Conte called the title win “a work of art” and that his team had “overthrown a kingdom” in ending Juventus’ nine-year run. Juve have been warned about their ageing team, which they tried to remedy by bringing in youngsters, but there are still too many with long teeth in their side. Cristiano Ronaldo has continued to score goals, but the team has lacked organisation under new coach Andrea Pirlo. Juve are going through the early stages of a rebuilding process, but there has to be doubts about Pirlo being there to see the process through. Critics believe Pirlo simply doesn’t have the experience to take on a job as big as Juve and that’s he’s not a natural manager in any case.

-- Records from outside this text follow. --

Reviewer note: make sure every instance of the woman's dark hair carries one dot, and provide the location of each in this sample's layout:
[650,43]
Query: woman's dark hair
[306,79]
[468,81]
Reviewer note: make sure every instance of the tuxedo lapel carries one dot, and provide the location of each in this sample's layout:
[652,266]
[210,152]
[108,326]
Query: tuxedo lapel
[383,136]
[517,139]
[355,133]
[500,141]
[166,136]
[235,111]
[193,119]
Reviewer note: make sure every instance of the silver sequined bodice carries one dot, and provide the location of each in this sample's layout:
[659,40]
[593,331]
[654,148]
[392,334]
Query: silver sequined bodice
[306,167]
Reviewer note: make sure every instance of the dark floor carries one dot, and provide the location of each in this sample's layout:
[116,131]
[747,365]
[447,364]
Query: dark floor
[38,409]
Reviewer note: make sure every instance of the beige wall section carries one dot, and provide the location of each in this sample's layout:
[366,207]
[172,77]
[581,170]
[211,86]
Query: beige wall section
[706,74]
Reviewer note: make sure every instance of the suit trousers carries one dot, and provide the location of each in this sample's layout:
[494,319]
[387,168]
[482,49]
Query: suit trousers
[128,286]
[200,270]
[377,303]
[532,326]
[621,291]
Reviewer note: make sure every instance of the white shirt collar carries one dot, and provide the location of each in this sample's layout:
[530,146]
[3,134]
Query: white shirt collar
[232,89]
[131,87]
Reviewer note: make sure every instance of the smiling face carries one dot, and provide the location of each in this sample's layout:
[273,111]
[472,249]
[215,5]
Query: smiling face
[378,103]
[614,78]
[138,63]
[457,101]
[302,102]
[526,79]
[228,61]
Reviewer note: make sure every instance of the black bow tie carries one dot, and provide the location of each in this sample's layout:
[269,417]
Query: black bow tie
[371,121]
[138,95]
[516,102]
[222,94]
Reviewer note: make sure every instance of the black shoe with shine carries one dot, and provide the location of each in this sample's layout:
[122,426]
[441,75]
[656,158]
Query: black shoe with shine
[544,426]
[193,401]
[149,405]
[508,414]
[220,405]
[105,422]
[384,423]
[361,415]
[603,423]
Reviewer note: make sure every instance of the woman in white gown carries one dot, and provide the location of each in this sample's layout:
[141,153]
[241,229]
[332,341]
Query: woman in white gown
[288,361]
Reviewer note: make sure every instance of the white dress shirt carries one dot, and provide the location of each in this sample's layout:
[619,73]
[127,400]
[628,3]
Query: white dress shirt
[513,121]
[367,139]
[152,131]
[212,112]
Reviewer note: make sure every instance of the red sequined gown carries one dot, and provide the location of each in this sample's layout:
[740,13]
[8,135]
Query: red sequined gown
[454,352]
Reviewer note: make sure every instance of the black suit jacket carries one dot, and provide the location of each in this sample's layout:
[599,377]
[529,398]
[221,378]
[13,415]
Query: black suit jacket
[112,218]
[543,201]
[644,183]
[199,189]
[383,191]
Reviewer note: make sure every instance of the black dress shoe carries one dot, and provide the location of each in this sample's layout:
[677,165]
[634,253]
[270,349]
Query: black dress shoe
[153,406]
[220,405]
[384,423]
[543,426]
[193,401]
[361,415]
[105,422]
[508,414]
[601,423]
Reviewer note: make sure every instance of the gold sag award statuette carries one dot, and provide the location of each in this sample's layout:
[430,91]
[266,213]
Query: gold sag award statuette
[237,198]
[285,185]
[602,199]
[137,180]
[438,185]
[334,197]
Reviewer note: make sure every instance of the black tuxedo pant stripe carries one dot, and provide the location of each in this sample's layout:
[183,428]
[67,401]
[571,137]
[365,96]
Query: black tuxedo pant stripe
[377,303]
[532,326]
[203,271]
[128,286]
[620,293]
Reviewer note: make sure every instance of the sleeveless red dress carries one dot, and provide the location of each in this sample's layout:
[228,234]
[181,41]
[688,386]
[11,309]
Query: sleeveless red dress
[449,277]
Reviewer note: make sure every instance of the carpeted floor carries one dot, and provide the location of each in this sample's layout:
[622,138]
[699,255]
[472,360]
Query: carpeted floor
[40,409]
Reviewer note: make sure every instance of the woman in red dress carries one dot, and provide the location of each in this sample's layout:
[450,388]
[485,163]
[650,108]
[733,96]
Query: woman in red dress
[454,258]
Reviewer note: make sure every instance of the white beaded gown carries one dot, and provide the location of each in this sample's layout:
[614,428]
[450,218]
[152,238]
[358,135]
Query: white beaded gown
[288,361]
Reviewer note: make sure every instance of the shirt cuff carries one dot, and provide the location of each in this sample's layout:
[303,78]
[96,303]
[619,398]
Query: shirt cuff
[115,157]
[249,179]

It may be that Andrea Agnelli and his committee were a little hasty in sacking Maurizio Sarri and bringing in Pirlo.

For Inter, the title is their 19th scudetto, one more than AC Milan, whose young team faded after a bright start to the season. It comes at a time when Inter have gone through a rebranding that is aimed to take the club’s profile to a new level. They have learned from Juventus, who made the letter “J” their own when changing their identity two years ago. Inter – and their rivals AC Milan – have always believed their rightful place is among Europe’s elite, but over the past decade, they fell out of contention for major prizes. The rebrand also recognises the globalisation of the game and the need for instantly recognisable iconography.

Can Inter now dominate Italian football in the way Juve have for the past nine years? Since Conte took over, Inter have lost just six league games in two seasons and have won more games, accumulated more points, scored more goals and conceded fewer than Juve, who have lost 12 in that timeframe.

But Inter have their own considerable challenges. For a start, the club has lost a lot of money since the pandemic hit Italy. Their net loss was € 102 million in 2019-20 and they have net debt of € 323 million. Revenues were down by almost a fifth. They also have a wage bill that is almost 70% of income. With the title secured, Inter are allegedly looking for a cash injection and have been talking to a number of potential providers. 

Suning, the club’s 68.5% owner, has been heavily impacted by the pandemic and recently sold 23% of its shares to state-owned investors to bolster its equity base. They were looking to sell the club and at one point, thought they had an agreement with BC Partners, a UK-based private equity firm. The two parties could not agree on a valuation and the deal collapsed.

Suning has invested some € 700 million since acquiring its stake in Inter, but around € 250 million is required to meet immediate needs and cover the club’s losses. Lukaku, who will be 28 on May 13, is valued at between € 70 million and € 105 million. Other players, such as Nicolo Barella, Achraf Hakim and Lautaro Martinez are worth a combined amount of € 250 million.

Conte will, naturally, look to the owners for indication of transfer funds for 2021-22. If the budget is diminished and Inter cannot strengthen their side, then they may be looking for a new coach for the defence of their title. At the moment, though, Inter and their fans are enjoying the moment, but they have been advised to “celebrate responsibly.”